ぼんやりとその様子を眺めるオレにハンスはようやく口を開いた。
「――夢を、見るんだ」
いくらか躊躇って、やがてハンスは重い口ぶりで話し出す。
「毎夜のようにお前がいなくなる夢を見るんだ。俺のせいでお前がいなくなってしまう夢を」
「でも夢なんだろ?」
「…………そうだ。だがいつか現実になってしまうんじゃないかと不安になって、朝目が覚める度に自分の居場所を確かめるんだ。それでも恐ろしくて、シャルルの顔を見るまで生きた心地がしない」
――まるでオレだ。
『ラブ・デスティニー』という物語に囚われて、いつも心のどこかで不安に思っているオレと同じだ。
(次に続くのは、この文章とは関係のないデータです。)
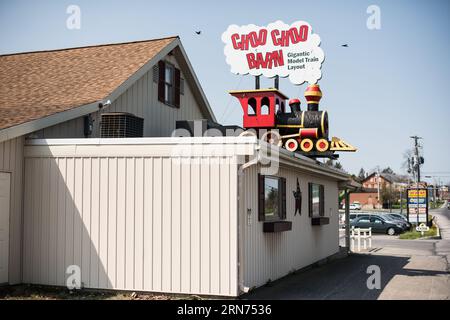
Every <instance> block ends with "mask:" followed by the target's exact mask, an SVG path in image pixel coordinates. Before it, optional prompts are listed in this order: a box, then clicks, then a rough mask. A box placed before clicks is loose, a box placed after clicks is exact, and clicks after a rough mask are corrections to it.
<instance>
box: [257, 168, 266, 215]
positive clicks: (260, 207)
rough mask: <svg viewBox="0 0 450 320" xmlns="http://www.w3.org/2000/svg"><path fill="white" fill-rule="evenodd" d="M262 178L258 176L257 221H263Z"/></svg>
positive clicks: (263, 190)
mask: <svg viewBox="0 0 450 320" xmlns="http://www.w3.org/2000/svg"><path fill="white" fill-rule="evenodd" d="M264 200H265V197H264V176H263V175H261V174H258V221H264V220H265V219H264V218H265V215H264V202H265V201H264Z"/></svg>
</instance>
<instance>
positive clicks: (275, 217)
mask: <svg viewBox="0 0 450 320" xmlns="http://www.w3.org/2000/svg"><path fill="white" fill-rule="evenodd" d="M258 179H259V181H258V182H259V183H258V192H259V204H258V218H259V221H276V220H283V219H286V179H285V178H282V177H274V176H263V175H259V176H258Z"/></svg>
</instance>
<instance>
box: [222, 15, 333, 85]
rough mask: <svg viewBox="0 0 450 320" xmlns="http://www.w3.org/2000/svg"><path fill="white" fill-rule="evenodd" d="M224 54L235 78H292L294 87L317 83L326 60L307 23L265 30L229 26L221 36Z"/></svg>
mask: <svg viewBox="0 0 450 320" xmlns="http://www.w3.org/2000/svg"><path fill="white" fill-rule="evenodd" d="M222 41H223V42H225V49H224V53H225V56H226V61H227V63H228V64H229V65H230V66H231V72H233V73H235V74H242V75H245V74H251V75H253V76H259V75H263V76H265V77H268V78H272V77H274V76H280V77H289V80H290V81H291V82H292V83H294V84H302V83H304V82H305V81H307V82H309V83H316V82H317V81H318V80H319V79H320V78H321V77H322V71H321V66H322V62H323V61H324V59H325V55H324V53H323V50H322V49H321V48H320V47H319V45H320V37H319V36H318V35H317V34H314V33H312V28H311V26H310V25H309V23H307V22H305V21H297V22H294V23H292V24H291V25H288V24H285V23H283V22H282V21H276V22H273V23H270V24H269V25H267V26H266V27H259V26H256V25H253V24H249V25H246V26H237V25H230V26H229V27H228V29H227V31H225V32H224V33H223V34H222Z"/></svg>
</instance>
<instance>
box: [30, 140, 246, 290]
mask: <svg viewBox="0 0 450 320" xmlns="http://www.w3.org/2000/svg"><path fill="white" fill-rule="evenodd" d="M177 147H178V146H177V145H176V144H174V145H173V146H168V145H159V146H157V149H155V148H156V147H155V146H153V148H150V146H146V145H139V146H136V145H135V146H133V145H131V146H130V145H78V146H75V147H73V146H52V147H46V146H27V147H26V158H25V171H26V173H25V184H26V186H27V187H26V190H25V203H26V204H27V205H26V207H25V210H24V228H25V234H24V282H25V283H36V284H48V285H65V281H66V280H65V279H66V275H65V270H66V268H67V266H69V265H72V264H76V265H78V266H80V267H81V272H82V282H83V285H84V286H85V287H89V288H112V289H123V290H143V291H157V292H159V291H161V292H173V293H191V294H210V295H223V296H236V295H237V294H238V280H237V194H236V193H237V189H236V188H237V185H236V184H237V164H236V163H235V162H234V161H233V155H231V154H229V155H227V154H226V153H224V154H222V155H215V156H205V157H197V156H193V157H191V158H184V160H191V161H187V162H186V161H183V162H181V163H179V162H177V160H179V158H173V157H170V156H168V155H170V153H171V152H173V149H175V148H177ZM214 149H217V148H216V147H215V146H211V150H214ZM131 150H132V151H131ZM158 150H159V151H158ZM93 152H94V153H93ZM133 153H134V154H139V153H142V154H146V155H144V156H136V155H130V154H133ZM52 155H53V156H52Z"/></svg>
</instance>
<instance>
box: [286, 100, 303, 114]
mask: <svg viewBox="0 0 450 320" xmlns="http://www.w3.org/2000/svg"><path fill="white" fill-rule="evenodd" d="M289 106H290V107H291V110H292V112H293V113H294V114H295V115H298V114H299V113H300V111H301V110H300V100H299V99H295V98H294V99H291V100H289Z"/></svg>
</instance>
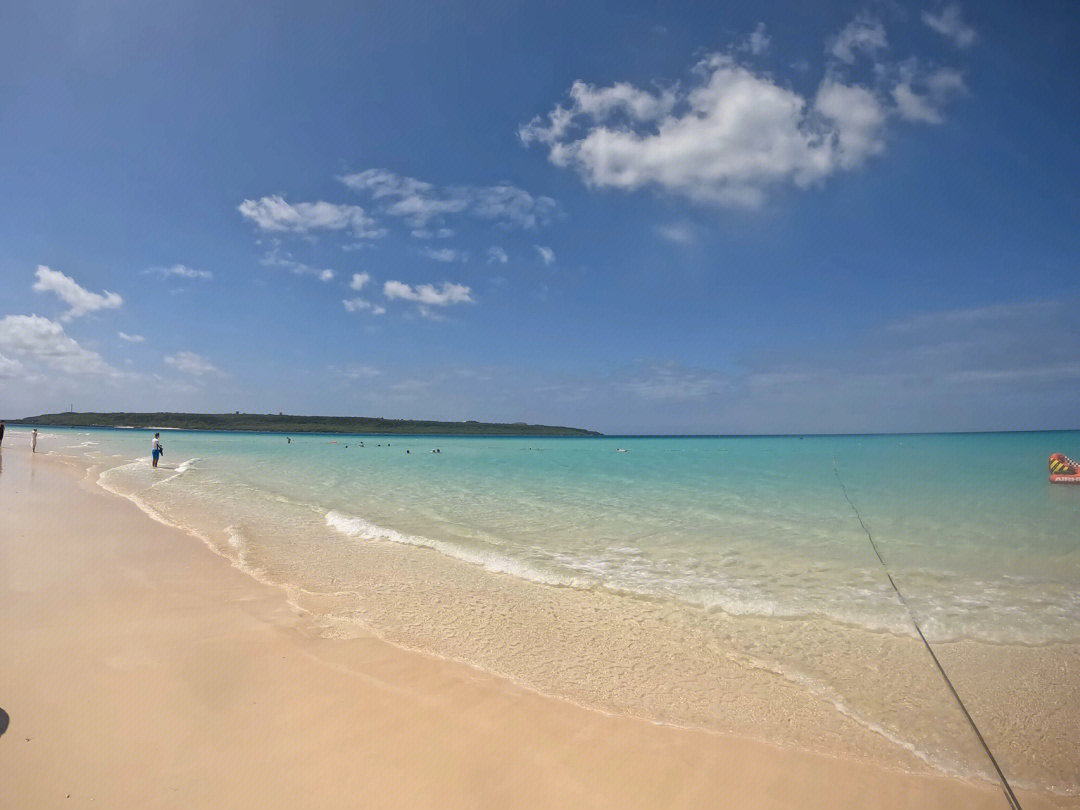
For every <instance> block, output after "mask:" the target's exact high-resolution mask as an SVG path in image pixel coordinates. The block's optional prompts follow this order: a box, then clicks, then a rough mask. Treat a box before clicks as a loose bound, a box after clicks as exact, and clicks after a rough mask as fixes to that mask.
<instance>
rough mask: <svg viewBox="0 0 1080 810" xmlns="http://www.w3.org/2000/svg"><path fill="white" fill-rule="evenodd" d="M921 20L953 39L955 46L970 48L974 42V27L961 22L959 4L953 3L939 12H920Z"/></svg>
mask: <svg viewBox="0 0 1080 810" xmlns="http://www.w3.org/2000/svg"><path fill="white" fill-rule="evenodd" d="M922 22H923V23H926V24H927V25H928V26H929V27H930V28H932V29H933V30H935V31H937V33H940V35H942V36H943V37H946V38H948V39H950V40H953V41H954V42H955V43H956V45H957V48H970V46H971V45H973V44H974V43H975V39H976V35H975V29H974V28H972V27H971V26H970V25H968V24H967V23H964V22H963V17H962V16H961V14H960V6H959V5H957V4H955V3H953V4H950V5H946V6H945V8H944V9H942V10H941V11H940V12H939V13H936V14H934V13H933V12H929V11H924V12H922Z"/></svg>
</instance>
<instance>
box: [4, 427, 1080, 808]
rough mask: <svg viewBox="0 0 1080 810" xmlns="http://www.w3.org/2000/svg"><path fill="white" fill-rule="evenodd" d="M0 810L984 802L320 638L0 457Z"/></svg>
mask: <svg viewBox="0 0 1080 810" xmlns="http://www.w3.org/2000/svg"><path fill="white" fill-rule="evenodd" d="M0 639H2V644H0V708H2V710H3V711H4V712H5V713H6V716H8V718H9V725H8V728H6V730H5V731H4V732H3V734H2V735H0V762H2V768H0V770H2V772H3V779H2V785H0V807H12V808H15V807H36V808H43V807H60V806H63V807H78V806H93V807H107V808H129V807H130V808H146V807H175V808H193V807H200V808H216V807H221V808H243V807H253V808H254V807H257V808H278V807H282V808H286V807H287V808H298V807H318V808H335V807H350V808H352V807H366V808H383V807H386V808H414V807H416V808H515V807H523V808H526V807H527V808H545V807H558V808H566V807H575V808H576V807H591V808H607V807H610V808H652V807H656V808H677V807H686V808H691V807H693V808H698V807H711V808H712V807H720V808H725V807H728V808H740V809H743V810H753V809H754V808H793V807H797V808H819V807H820V808H825V807H828V808H836V807H850V808H955V807H966V808H1002V807H1005V804H1004V800H1003V798H1002V795H1001V793H1000V791H999V789H998V788H997V787H995V786H993V785H982V784H971V783H967V782H963V781H960V780H955V779H949V778H944V777H933V775H924V774H910V773H905V772H902V771H899V770H892V769H888V768H883V767H881V766H879V765H876V764H873V762H866V761H859V760H850V759H838V758H834V757H828V756H823V755H816V754H813V753H806V752H796V751H788V750H782V748H779V747H774V746H771V745H769V744H766V743H761V742H757V741H753V740H744V739H740V738H734V737H728V735H723V734H717V733H708V732H703V731H693V730H686V729H677V728H672V727H666V726H659V725H654V724H650V723H646V721H642V720H636V719H632V718H625V717H619V716H611V715H606V714H603V713H599V712H594V711H590V710H586V708H582V707H579V706H576V705H573V704H570V703H567V702H564V701H559V700H555V699H551V698H546V697H543V696H540V694H537V693H535V692H530V691H528V690H525V689H523V688H521V687H518V686H515V685H514V684H511V683H509V681H505V680H502V679H500V678H497V677H495V676H491V675H488V674H486V673H484V672H481V671H477V670H474V669H471V667H469V666H465V665H462V664H458V663H455V662H450V661H445V660H442V659H437V658H432V657H428V656H423V654H421V653H416V652H410V651H406V650H402V649H400V648H397V647H394V646H392V645H390V644H387V643H386V642H382V640H380V639H377V638H374V637H372V638H352V639H327V638H322V637H320V635H319V633H318V632H316V630H315V629H314V627H313V626H312V625H311V624H310V623H309V622H308V621H307V619H306V617H305V616H303V615H301V613H298V612H297V611H296V610H295V609H294V608H293V607H291V606H289V604H288V603H287V602H286V599H285V598H284V595H283V594H282V593H281V592H280V591H279V590H276V589H274V588H271V586H267V585H262V584H260V583H258V582H256V581H254V580H252V579H251V578H248V577H247V576H245V575H243V573H242V572H240V571H238V570H237V569H234V568H232V567H231V566H230V565H229V564H228V563H227V562H226V561H224V559H222V558H220V557H218V556H216V555H215V554H213V553H212V552H210V551H208V550H207V549H206V548H205V546H204V545H203V544H202V543H200V542H199V541H197V540H194V539H192V538H191V537H189V536H187V535H185V534H183V532H181V531H179V530H175V529H171V528H167V527H164V526H161V525H160V524H157V523H154V522H153V521H151V519H150V518H148V517H147V516H146V515H144V514H143V513H141V512H139V511H138V510H137V509H136V508H135V507H134V505H132V504H131V503H129V502H127V501H124V500H122V499H119V498H116V497H112V496H109V495H107V494H105V492H103V491H102V490H99V489H98V488H97V487H96V486H95V485H94V484H93V483H92V478H87V477H85V476H84V475H83V472H82V471H81V470H78V469H75V468H72V467H70V465H68V464H67V463H65V462H63V461H60V460H58V459H56V458H51V457H46V456H37V457H31V456H30V455H29V454H28V453H27V451H26V450H24V449H23V448H10V449H8V450H4V451H3V456H2V468H0ZM0 719H2V718H0ZM0 725H2V724H0ZM1021 798H1022V800H1023V801H1024V805H1025V808H1027V810H1031V808H1052V807H1066V806H1068V805H1066V804H1064V802H1063V801H1059V800H1052V799H1049V798H1047V797H1041V796H1040V797H1035V796H1024V795H1022V796H1021ZM1074 804H1075V802H1074Z"/></svg>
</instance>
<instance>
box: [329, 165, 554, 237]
mask: <svg viewBox="0 0 1080 810" xmlns="http://www.w3.org/2000/svg"><path fill="white" fill-rule="evenodd" d="M338 179H339V180H340V181H341V183H342V184H345V185H346V186H347V187H348V188H350V189H352V190H353V191H356V192H360V193H365V194H367V195H369V197H370V198H372V199H373V200H375V201H376V202H377V203H378V204H379V205H380V206H381V207H380V210H381V212H382V213H383V214H386V215H389V216H394V217H401V218H403V219H404V220H405V221H407V222H408V224H409V225H411V226H413V227H414V228H415V229H417V230H414V235H415V237H418V238H421V239H428V238H431V237H443V235H449V233H447V232H446V231H448V229H445V228H435V229H429V228H428V226H429V224H431V222H441V221H443V220H444V219H445V218H446V217H450V216H455V215H467V216H471V217H474V218H477V219H485V220H488V221H492V222H495V224H496V225H499V226H502V227H505V228H526V229H531V228H537V227H541V226H545V225H548V222H550V221H551V219H552V218H553V217H554V216H555V215H557V213H558V204H557V203H556V202H555V201H554V200H552V199H551V198H550V197H534V195H532V194H530V193H529V192H528V191H525V190H524V189H519V188H517V187H516V186H513V185H511V184H509V183H500V184H497V185H495V186H446V187H443V188H440V187H436V186H435V185H433V184H431V183H427V181H424V180H418V179H416V178H414V177H405V176H403V175H399V174H395V173H393V172H390V171H388V170H386V168H368V170H366V171H363V172H356V173H353V174H347V175H342V176H340V177H338ZM450 233H453V231H450Z"/></svg>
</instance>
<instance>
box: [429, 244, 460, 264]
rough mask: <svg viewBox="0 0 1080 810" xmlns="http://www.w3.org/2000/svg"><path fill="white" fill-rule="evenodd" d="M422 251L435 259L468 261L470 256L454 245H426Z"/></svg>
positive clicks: (457, 260) (441, 259) (435, 259)
mask: <svg viewBox="0 0 1080 810" xmlns="http://www.w3.org/2000/svg"><path fill="white" fill-rule="evenodd" d="M422 253H423V255H424V256H427V257H428V258H429V259H434V260H435V261H467V260H468V258H469V256H468V254H465V253H464V252H463V251H457V249H455V248H453V247H437V248H436V247H426V248H423V251H422Z"/></svg>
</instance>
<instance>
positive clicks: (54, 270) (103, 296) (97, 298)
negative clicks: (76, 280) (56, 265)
mask: <svg viewBox="0 0 1080 810" xmlns="http://www.w3.org/2000/svg"><path fill="white" fill-rule="evenodd" d="M36 275H37V278H38V280H37V281H36V282H35V283H33V288H35V289H36V291H38V292H39V293H53V294H54V295H56V296H58V297H59V299H60V300H62V301H64V302H65V303H66V305H68V307H70V309H69V310H68V311H67V312H65V313H64V314H63V315H60V320H62V321H70V320H71V319H72V318H79V316H80V315H85V314H87V313H90V312H96V311H98V310H103V309H118V308H119V307H121V306H122V305H123V302H124V299H123V298H121V297H120V296H119V295H118V294H116V293H110V292H108V291H106V292H105V293H104V294H99V293H91V292H90V291H89V289H84V288H83V287H81V286H79V284H78V283H77V282H76V280H75V279H72V278H71V276H70V275H65V274H64V273H62V272H60V271H59V270H52V269H50V268H48V267H45V266H44V265H38V270H37V273H36Z"/></svg>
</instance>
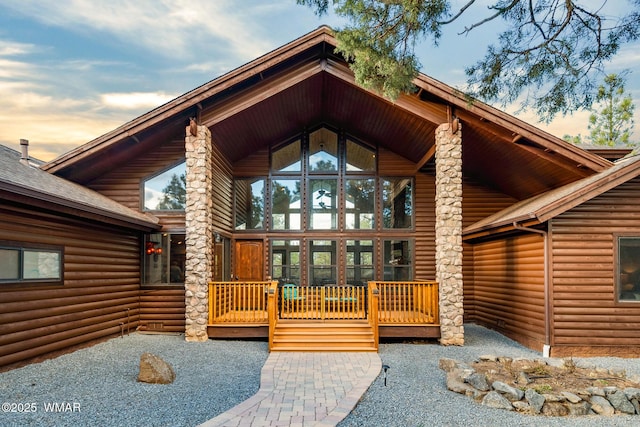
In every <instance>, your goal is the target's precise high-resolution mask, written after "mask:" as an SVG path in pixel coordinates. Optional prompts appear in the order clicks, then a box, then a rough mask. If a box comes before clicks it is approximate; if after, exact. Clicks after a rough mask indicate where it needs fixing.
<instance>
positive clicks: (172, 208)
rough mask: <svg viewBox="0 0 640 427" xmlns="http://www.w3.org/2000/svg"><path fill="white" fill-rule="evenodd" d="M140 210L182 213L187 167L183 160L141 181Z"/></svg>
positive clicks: (184, 190)
mask: <svg viewBox="0 0 640 427" xmlns="http://www.w3.org/2000/svg"><path fill="white" fill-rule="evenodd" d="M141 191H142V200H143V206H142V209H143V210H146V211H183V210H184V208H185V206H186V204H187V165H186V162H185V161H184V160H183V161H181V162H180V163H178V164H175V165H172V166H171V167H169V168H168V169H163V170H161V171H159V172H157V173H155V174H153V175H151V176H149V177H147V178H146V179H144V180H143V182H142V189H141Z"/></svg>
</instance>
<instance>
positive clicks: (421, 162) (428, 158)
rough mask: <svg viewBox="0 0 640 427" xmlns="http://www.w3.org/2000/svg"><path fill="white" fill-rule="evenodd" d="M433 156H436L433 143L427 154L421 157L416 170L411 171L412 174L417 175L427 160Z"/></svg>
mask: <svg viewBox="0 0 640 427" xmlns="http://www.w3.org/2000/svg"><path fill="white" fill-rule="evenodd" d="M435 154H436V144H435V143H434V144H433V145H432V146H431V147H429V149H428V150H427V152H426V153H424V156H422V158H421V159H420V160H419V161H418V163H416V168H415V170H414V171H413V173H414V174H415V173H418V171H419V170H420V169H422V167H423V166H424V165H426V164H427V163H428V162H429V160H431V159H432V158H433V156H435Z"/></svg>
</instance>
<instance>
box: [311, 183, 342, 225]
mask: <svg viewBox="0 0 640 427" xmlns="http://www.w3.org/2000/svg"><path fill="white" fill-rule="evenodd" d="M309 186H310V194H309V197H310V198H311V203H310V204H311V215H310V216H311V217H310V221H309V227H310V228H311V229H312V230H335V229H336V228H338V221H337V220H338V206H337V200H338V194H337V191H338V180H337V179H312V180H310V181H309Z"/></svg>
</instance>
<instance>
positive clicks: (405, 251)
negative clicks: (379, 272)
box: [383, 240, 413, 281]
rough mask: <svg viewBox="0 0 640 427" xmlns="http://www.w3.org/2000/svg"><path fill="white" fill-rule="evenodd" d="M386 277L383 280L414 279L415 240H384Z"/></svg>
mask: <svg viewBox="0 0 640 427" xmlns="http://www.w3.org/2000/svg"><path fill="white" fill-rule="evenodd" d="M383 246H384V248H383V256H384V277H383V280H392V281H396V280H412V278H413V268H412V265H411V261H412V259H413V255H412V252H413V241H412V240H385V241H384V242H383Z"/></svg>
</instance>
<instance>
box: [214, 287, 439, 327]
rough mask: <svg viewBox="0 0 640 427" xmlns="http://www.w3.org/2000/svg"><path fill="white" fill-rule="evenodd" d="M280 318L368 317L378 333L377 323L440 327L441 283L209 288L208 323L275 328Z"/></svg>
mask: <svg viewBox="0 0 640 427" xmlns="http://www.w3.org/2000/svg"><path fill="white" fill-rule="evenodd" d="M278 319H296V320H320V321H323V320H345V319H362V320H364V319H367V320H368V321H369V323H371V324H372V327H373V328H374V331H376V333H377V329H378V325H419V324H423V325H425V324H438V323H439V313H438V284H437V283H436V282H426V281H406V282H383V281H372V282H369V284H368V286H367V287H364V286H338V285H327V286H318V287H313V286H297V285H286V284H285V285H278V283H277V282H275V281H261V282H211V283H210V284H209V324H220V323H248V324H269V325H270V328H269V329H270V330H271V329H272V327H271V326H273V327H275V324H276V322H277V321H278ZM272 324H273V325H272Z"/></svg>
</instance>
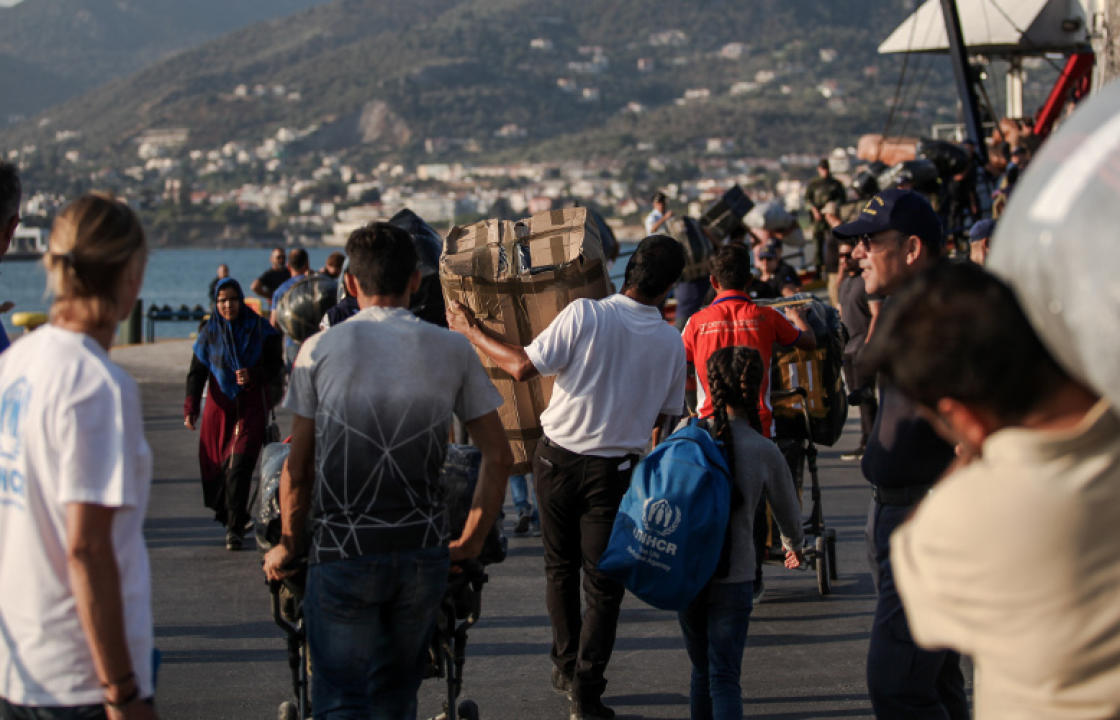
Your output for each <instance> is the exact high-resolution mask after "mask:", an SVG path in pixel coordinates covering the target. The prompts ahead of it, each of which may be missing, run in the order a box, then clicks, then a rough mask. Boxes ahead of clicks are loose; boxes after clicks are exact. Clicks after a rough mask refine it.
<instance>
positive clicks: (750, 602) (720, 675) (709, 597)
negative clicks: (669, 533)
mask: <svg viewBox="0 0 1120 720" xmlns="http://www.w3.org/2000/svg"><path fill="white" fill-rule="evenodd" d="M753 589H754V582H752V581H749V580H747V581H746V582H709V583H708V587H706V588H704V589H703V590H701V591H700V595H699V596H697V599H696V600H693V601H692V602H691V604H690V605H689V607H688V608H685V609H684V610H682V611H681V613H679V614H678V619H679V620H680V623H681V630H683V633H684V647H685V648H687V649H688V652H689V660H690V661H692V680H691V682H690V686H689V707H690V710H691V717H692V720H741V718H743V689H741V686H740V685H739V674H740V673H741V671H743V648H744V647H746V644H747V626H748V625H749V624H750V610H752V608H753V607H754V605H753V600H752V591H753Z"/></svg>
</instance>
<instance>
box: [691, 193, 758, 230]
mask: <svg viewBox="0 0 1120 720" xmlns="http://www.w3.org/2000/svg"><path fill="white" fill-rule="evenodd" d="M754 206H755V204H754V203H753V202H752V200H750V198H749V197H747V194H746V193H744V191H743V188H741V187H739V186H738V185H732V186H731V187H730V189H728V190H727V191H726V193H724V196H722V197H720V198H719V199H718V200H716V202H715V203H712V205H711V207H709V208H708V209H707V211H704V213H703V215H701V216H700V224H701V225H702V226H704V227H707V228H708V230H709V231H711V232H712V233H713V234H715V235H716V236H717V237H726V236H728V235H730V234H732V233H735V232H736V231H738V232H744V233H745V232H746V230H747V228H746V226H745V225H744V224H743V219H744V218H745V217H746V216H747V213H749V212H750V209H752V208H753V207H754Z"/></svg>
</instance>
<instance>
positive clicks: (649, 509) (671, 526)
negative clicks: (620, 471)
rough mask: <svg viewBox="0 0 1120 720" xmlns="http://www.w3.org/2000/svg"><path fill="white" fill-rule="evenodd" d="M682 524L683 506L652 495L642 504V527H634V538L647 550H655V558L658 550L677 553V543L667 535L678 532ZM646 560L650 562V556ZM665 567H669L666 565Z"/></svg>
mask: <svg viewBox="0 0 1120 720" xmlns="http://www.w3.org/2000/svg"><path fill="white" fill-rule="evenodd" d="M680 526H681V508H680V507H676V506H675V505H673V504H672V503H670V502H669V501H668V499H665V498H664V497H660V498H659V497H651V498H648V499H646V501H645V503H644V504H643V505H642V527H637V526H635V527H634V539H635V540H637V541H638V543H641V544H642V546H643V548H645V549H646V551H645V552H648V551H654V554H653V557H654V558H656V557H657V555H656V553H657V552H663V553H665V554H669V555H675V554H676V543H672V542H669V541H668V540H665V537H666V536H669V535H672V534H673V533H674V532H676V529H678V527H680ZM643 529H644V530H643ZM657 535H661V537H659V536H657ZM645 552H643V555H644V554H645ZM645 560H646V561H647V562H648V561H650V558H645ZM663 569H664V570H668V569H669V568H668V565H666V567H664V568H663Z"/></svg>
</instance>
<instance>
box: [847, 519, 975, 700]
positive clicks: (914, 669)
mask: <svg viewBox="0 0 1120 720" xmlns="http://www.w3.org/2000/svg"><path fill="white" fill-rule="evenodd" d="M913 512H914V508H913V506H902V505H880V504H879V503H877V502H875V501H871V508H870V513H869V517H868V530H869V537H868V540H869V541H870V546H871V551H872V552H874V562H875V564H874V565H872V573H871V574H872V579H875V580H876V587H877V588H878V591H879V596H878V600H877V602H876V605H875V620H874V623H872V624H871V638H870V640H869V642H868V647H867V689H868V691H869V694H870V696H871V707H872V708H874V709H875V717H876V718H878V719H879V720H968V718H970V717H971V714H970V712H969V702H968V695H967V694H965V692H964V675H963V674H962V673H961V656H960V655H958V654H956V653H954V652H952V651H927V649H922V648H921V647H918V646H917V645H916V644H915V643H914V638H913V637H912V636H911V633H909V623H908V621H907V619H906V613H905V611H904V610H903V604H902V598H899V597H898V588H896V587H895V577H894V573H893V572H892V569H890V533H893V532H894V531H895V529H896V527H898V525H900V524H903V522H904V521H905V520H906V518H907V517H909V515H911V513H913Z"/></svg>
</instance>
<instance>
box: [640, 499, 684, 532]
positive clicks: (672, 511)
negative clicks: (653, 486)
mask: <svg viewBox="0 0 1120 720" xmlns="http://www.w3.org/2000/svg"><path fill="white" fill-rule="evenodd" d="M642 525H643V526H644V527H645V530H646V532H653V533H657V534H659V535H661V536H666V535H672V534H673V533H674V532H676V529H678V527H680V525H681V508H680V507H676V506H675V505H673V504H672V503H670V502H669V501H668V499H665V498H664V497H660V498H653V497H651V498H650V499H647V501H646V502H645V506H644V507H643V508H642Z"/></svg>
どんなに流れが変わっても、何かの拍子に戻ってしまうんじゃないかと、結局避けられない道筋があるのではないかと、夜一人になる度に不安に押しつぶされそうになるオレと同じだった。
だからこそ、オレはハンスの手を握りしめた。
「大丈夫。オレはどこにも行かないよ」
自分自身にも言い聞かせるようにハンスへと笑いかける。
オレに出来るのは、この言葉が嘘にならない事を願う事だけだ。
「……この先もずっと、お前の傍にいる事を許してくれ」
「そんなの許可いらないだろ」
縋るように手を握り返すハンスを、へっと鼻で笑い飛ばしてやる。
ハンスは泣きそうな顔で微笑み、その後には何も言わなかった。
互いに口を閉じ、こちらの事など気にも留めずに追いかけ合う自由な猫たちを目で追い続ける。
(傍にいる、か)
もしかしたら傍にいたいと願っているのはオレの方なのかもしれない。
その弱さを知るのが自分だけだったら良いのにと。
その優しさを向けられるのが自分だけだったら良いのにと。
その温もりを分かち合えるのが自分だけだったら良いのにと。
我儘で欲深いオレはそんな事を思ってしまうのだ。
この先もずっと、ハンスの物語をすぐ横で見届けたいと思ってしまった。
(……何考えてんだろ)
こんなのは過ぎた憧憬だ。
いつか手放さなければいけないものを大事に抱え込んだって何も生むものはない。
それでも今はこの鼓動を独り占めしたくて、オレはただ何も言わずハンスの隣に座っていた。